Monday, August 7, 2017

A Botanical Translator by Thomas Christopher

Botanists speak a special language, one that is frequently unintelligible to outsiders like me.  This has frustrated me at times, for instance when I’ve tried to use a botanical key or field manual to identify an unfamiliar plant.  Now, though, I’ve got expert help.

A week ago I picked up a book published last year, A Botanist’s Vocabulary written by Susan K. Pell and, crucially, illustrated by the very talented Bobbi Angell.  Angell is a botanical illustrator whose beautifully detailed and fastidiously accurate pen and ink drawings I first came across some 20 years ago at the New York Botanical Garden.

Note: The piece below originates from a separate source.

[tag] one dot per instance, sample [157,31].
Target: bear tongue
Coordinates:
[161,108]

Circinate Coiled like watch springs, as with the arrangement of fern fronds in bud

Her partnership with Pell is a fortunate one.  Pell has a talent for translating botanical terms into simple, layman’s language.  When combined with Angell’s elegantly clear drawings, it is easy to understand what a botanist means by such otherwise opaque words such as “circinate”.

I intend to keep this book on my desk.  I won’t use it every day, or even every week.  But when I am baffled by some plant description, it will be there to make clear what the author meant, and what that means to me and my garden.   There are very few books that I believe are truly essential to good gardening.  I suspect, though, that this may turn out to be one of the select few.